The anti-poverty coalition, Oxfam, is calling on world leaders meeting in Davos, Switzerland to stop the massive and growing gap between rich and poor in the world, including in Canada. It’s latest report shows that 82 per cent of the world’s wealth generated last year went to the richest one per cent of the population, while the 3.7 billion people who make up the poorest half of the world saw no increase in their wealth at all.
Women particularly hard hit
Women in particular are concentrated in the poorest paid and most precarious work, says Diana Sarosi of Oxfam Canada: “It takes just four days for a CEO of one of the top five global fashion brands to earn what a Bangladeshi garment worker will earn in her entire lifetime…

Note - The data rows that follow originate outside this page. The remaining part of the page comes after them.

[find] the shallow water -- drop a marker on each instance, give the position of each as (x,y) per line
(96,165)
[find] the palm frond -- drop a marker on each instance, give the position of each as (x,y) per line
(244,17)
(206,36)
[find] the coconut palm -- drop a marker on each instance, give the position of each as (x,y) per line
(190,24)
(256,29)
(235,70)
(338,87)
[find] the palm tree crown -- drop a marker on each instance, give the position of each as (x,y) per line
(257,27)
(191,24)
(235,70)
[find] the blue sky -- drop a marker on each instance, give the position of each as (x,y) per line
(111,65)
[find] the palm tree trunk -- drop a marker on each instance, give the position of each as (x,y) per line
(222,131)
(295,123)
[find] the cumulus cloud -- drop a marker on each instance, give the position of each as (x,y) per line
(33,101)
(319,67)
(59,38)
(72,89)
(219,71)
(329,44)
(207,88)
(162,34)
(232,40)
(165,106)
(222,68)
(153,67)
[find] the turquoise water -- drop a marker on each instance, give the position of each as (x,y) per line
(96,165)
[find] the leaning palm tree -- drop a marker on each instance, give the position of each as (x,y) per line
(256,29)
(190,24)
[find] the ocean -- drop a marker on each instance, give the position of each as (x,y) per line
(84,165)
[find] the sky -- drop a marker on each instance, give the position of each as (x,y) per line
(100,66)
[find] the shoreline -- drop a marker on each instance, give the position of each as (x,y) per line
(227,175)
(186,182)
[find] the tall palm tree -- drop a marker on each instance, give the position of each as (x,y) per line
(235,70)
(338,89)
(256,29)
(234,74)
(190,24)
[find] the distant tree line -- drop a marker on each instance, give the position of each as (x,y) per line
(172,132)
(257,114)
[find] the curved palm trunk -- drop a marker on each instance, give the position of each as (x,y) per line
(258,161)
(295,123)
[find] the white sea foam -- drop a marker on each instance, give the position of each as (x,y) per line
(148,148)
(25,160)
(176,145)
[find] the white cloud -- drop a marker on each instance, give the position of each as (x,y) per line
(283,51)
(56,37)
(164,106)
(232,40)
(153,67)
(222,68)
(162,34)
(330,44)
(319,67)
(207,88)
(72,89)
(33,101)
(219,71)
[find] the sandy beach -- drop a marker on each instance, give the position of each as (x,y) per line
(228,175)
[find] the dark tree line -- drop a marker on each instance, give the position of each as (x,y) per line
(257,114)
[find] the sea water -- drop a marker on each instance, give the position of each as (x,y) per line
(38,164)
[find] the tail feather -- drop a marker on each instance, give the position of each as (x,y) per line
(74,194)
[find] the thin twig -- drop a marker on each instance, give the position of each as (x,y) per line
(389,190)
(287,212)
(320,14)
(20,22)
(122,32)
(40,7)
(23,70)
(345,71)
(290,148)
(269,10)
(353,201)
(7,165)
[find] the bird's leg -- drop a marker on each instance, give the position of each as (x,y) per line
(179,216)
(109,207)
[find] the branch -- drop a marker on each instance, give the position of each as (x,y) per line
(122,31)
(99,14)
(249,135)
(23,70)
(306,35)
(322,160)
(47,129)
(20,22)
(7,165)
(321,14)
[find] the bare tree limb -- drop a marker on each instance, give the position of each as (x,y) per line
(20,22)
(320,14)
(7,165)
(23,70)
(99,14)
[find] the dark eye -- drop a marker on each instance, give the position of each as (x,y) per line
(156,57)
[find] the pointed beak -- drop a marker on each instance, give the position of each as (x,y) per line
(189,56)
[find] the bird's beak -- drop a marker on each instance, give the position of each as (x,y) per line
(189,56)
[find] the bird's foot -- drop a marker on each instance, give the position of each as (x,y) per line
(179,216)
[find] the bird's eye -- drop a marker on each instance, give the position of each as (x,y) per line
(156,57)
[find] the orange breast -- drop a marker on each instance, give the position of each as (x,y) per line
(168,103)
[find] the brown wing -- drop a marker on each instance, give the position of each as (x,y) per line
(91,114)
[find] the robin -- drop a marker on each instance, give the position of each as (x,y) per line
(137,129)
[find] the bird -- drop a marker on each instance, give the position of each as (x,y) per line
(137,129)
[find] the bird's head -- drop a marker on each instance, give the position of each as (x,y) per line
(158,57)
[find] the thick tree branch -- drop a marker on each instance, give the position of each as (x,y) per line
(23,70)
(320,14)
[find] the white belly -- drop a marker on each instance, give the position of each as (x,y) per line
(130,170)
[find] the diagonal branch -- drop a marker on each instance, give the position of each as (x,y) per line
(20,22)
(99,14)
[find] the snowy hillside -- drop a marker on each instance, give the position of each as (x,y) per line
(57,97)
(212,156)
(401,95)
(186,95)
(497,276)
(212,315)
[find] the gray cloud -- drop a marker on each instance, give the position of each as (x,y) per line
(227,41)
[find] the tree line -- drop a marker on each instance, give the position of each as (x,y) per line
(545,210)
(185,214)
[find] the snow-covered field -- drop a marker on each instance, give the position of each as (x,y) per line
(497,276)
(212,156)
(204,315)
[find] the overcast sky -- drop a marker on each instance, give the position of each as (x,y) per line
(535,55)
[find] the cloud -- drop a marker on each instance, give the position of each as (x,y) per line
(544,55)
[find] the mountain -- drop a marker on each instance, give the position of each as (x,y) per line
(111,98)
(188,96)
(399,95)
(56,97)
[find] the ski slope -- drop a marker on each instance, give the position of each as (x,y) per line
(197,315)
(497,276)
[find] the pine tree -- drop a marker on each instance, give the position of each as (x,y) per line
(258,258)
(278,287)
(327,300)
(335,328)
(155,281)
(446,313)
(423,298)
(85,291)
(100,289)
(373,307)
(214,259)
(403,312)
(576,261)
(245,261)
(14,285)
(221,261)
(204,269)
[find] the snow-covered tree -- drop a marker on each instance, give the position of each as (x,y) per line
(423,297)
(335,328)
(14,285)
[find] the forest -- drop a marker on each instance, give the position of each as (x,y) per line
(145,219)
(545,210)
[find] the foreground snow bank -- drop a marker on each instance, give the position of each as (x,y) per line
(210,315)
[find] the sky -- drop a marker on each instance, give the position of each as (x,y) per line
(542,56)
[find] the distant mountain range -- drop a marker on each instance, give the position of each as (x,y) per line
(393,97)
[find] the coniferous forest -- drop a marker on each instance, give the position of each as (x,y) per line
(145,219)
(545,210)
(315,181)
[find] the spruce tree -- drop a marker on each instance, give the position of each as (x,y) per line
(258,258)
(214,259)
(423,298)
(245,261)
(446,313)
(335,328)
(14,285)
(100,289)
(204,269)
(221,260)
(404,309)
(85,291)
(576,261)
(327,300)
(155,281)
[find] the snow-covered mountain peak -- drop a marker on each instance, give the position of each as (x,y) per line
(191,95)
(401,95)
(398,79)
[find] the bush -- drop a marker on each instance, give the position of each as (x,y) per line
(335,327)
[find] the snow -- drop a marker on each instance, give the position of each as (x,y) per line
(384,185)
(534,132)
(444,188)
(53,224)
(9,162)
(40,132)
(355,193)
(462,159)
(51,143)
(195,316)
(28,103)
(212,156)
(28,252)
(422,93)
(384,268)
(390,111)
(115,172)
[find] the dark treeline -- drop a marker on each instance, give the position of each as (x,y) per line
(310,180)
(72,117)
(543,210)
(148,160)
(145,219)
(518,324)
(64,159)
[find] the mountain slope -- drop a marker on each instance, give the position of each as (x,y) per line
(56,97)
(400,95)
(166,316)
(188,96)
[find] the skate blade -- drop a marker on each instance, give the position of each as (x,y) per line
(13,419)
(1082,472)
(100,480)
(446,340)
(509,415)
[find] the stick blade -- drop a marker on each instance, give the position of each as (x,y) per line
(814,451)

“Canadian billionaire fortunes grew by a staggering 28 billion (dollars) last year. That’s enough to pay for universal child care (which Canadians know we don’t have here) and lift all of the 4.9 million Canadians living in poverty out of poverty.”

Diana Sarosi says the wealth gap is growing dramatically and lists actions that governments should take.
Big business has excessive influence on governments, says Oxfam
Among the causes of these growing gaps, Oxfam lists the erosion of workers’ rights, the excessive influence of big business over government and “the relentless corporate drive to minimize costs in order to maximize returns to shareholders.”
Oxfam will be present in Davos, Switzerland to urge governments to limit returns to shareholders and top executives, to ensure all workers get a minimum living wage to ensure a decent living standards, eliminate the gender pay gap, protect the rights of women workers and to ensure the wealthy pay their fair share of taxes.
Canadians should ‘demand better,’ says advocate
For Canada in particular, Oxfam asks government to ensure the wealthy are paying their share of taxes by holding an independent review of Canada’s tax system and eventually closing tax loopholes. It says corporations should pay more tax and governments should spend more on social needs like child care, health care and education.
Oxfam says Canada should do more to protect labour rights and also increase it foreign aid.
“Prime Minister Trudeau campaigned on reducing inequality and inequality is not improving in Canada,” says Sarosi. “But if Canadians demand better, the government has to do better.”